Our databases are configured with AUTO_CREATE_STATISTICS enabled, and AUTO_UPDATE_STATISTICS_ASYNC disabled. We're using SQL 2008 and 2008 R2 Developer and Standard editions in test, and SQL 2008 and 2008 R2 Standard Edition in production.
We've got a table that contains JPEG image data similar to the below:
CREATE TABLE Pictures ([Key] INT NOT NULL IDENTITY(1,1) PRIMARY KEY, [Image] VARBINARY(MAX))
The following query performs very slowly when a statistics creation or update is triggered.
SELECT COUNT(*), SUM(CAST(DATALENGTH([Image]) AS bigint)) FROM Pictures WHERE [Image] IS NOT NULL
The same query without the WHERE predicate takes only a few seconds, even on a 20GB table, and the 'bytes read' performance counter indicates that sqlservr.exe is not reading all the blob data.

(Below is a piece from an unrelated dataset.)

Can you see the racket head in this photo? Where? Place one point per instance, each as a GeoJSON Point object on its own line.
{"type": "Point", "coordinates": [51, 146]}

Examining sys.dm_exec_requests while the statistics update is occuring, we see:
SELECT StatMan([SC0], [LC0]) FROM (SELECT TOP 100 PERCENT CONVERT([varbinary](200), SUBSTRING ([Image], 1, 100)++substring([Image], case when LEN([Image])<=200 then 101 else LEN([Image])-99 end, 100)) AS [SC0], datalength([Image]) AS [LC0] FROM [dbo].[RequestFormImages] WITH (READUNCOMMITTED) ORDER BY [SC0] ) AS _MS_UPDSTATS_TBL
Investigation shows this query creates the 'string summary' for the index, as described in http://msdn.microsoft.com/en-us/library/ms190397%28v=SQL.90%29.aspx. In this and other cases in our database, the string summary will never produce an improved plan.
The article above states that string summaries will be discarded if they provide no useful information - is it possible to add an option to CREATE STATISTICS to control whether the string summary is computed in the first place?